In an unforgettable excursion, visitors drive to the Luxor Temple, built by two kings, Amenophis III and Ramses II. After touring the temple, visitors travel along an avenue of ram-headed sphinxes, extending for about 2 miles, which link the Luxor Temple with the Karnak Temple, the main center of worship in ancient Egypt. No site in the world makes a more overwhelming and lasting impression than this “Temple of all Temples”.

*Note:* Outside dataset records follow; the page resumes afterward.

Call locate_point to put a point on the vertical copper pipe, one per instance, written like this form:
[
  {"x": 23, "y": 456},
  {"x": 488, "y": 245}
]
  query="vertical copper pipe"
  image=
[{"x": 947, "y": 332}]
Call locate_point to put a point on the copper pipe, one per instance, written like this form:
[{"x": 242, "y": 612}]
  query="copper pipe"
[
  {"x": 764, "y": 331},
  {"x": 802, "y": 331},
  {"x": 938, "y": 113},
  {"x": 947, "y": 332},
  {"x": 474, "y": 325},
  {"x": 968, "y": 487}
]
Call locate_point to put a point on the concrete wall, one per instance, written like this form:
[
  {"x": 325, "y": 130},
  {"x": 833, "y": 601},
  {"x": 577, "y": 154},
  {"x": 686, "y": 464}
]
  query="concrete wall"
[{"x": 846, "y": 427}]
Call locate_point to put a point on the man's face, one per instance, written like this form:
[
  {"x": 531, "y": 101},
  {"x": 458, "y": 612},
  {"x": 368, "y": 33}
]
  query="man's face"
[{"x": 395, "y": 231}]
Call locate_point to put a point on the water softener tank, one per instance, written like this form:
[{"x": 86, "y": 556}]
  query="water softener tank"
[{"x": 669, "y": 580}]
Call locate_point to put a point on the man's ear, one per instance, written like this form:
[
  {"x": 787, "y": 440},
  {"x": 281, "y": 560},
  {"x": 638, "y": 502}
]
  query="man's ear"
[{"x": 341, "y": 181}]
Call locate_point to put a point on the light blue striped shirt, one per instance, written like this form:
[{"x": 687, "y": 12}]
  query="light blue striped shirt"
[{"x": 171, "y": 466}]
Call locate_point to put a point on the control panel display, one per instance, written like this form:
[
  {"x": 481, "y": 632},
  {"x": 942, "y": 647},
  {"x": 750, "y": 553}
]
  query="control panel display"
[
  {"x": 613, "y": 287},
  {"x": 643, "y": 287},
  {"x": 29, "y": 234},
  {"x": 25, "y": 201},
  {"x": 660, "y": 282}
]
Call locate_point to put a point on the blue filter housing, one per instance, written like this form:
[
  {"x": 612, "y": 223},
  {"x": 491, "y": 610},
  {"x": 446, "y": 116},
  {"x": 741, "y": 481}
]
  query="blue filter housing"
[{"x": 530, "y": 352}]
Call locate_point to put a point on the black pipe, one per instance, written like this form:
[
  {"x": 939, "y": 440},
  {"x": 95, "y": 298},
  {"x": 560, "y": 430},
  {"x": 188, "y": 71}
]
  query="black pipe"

For a tour of the West bank, visitors cross the Nile from Luxor by bus over a bridge. There, they visit the Valley of the Kings, which includes the tombs of the Theban rulers, Seti I, Ramses IV and Tutankhamun. Next, they tour the mortuary temple of Hatshepsut, the only female pharaoh to reign over ancient Egypt. Her temple, with impressive architecture, is traditionally associated with the goddess of love and joy, Hathor. It was formerly surrounded by tropical gardens with plants imported from Somaliland. Finally, visitors tour the famous Colossi of Memnon, which once guarded the entrance to te mortuary temple of Amenophis III. The temple was destroyed by an earthquake but the colossi still remain.


Hathor, the ancient Egyptians goddess of love and joy was what Aphrodite was to the Greeks and Venus to the Romans. It was at Dendera, some 30 miles north of Luxor, that the Egyptians worshipped Hathor in a temple which is exceptionally well preserved.


Abydos occupies an important place in the religious history of Pharoanic Egypt. By the end of the Old Kingdom, its local god, Osiris, was the most famous and popular of the Egyptian gods, since he was considered the god of the afterlife, according to popular tradition. Osiris’s head was buried in Abydos.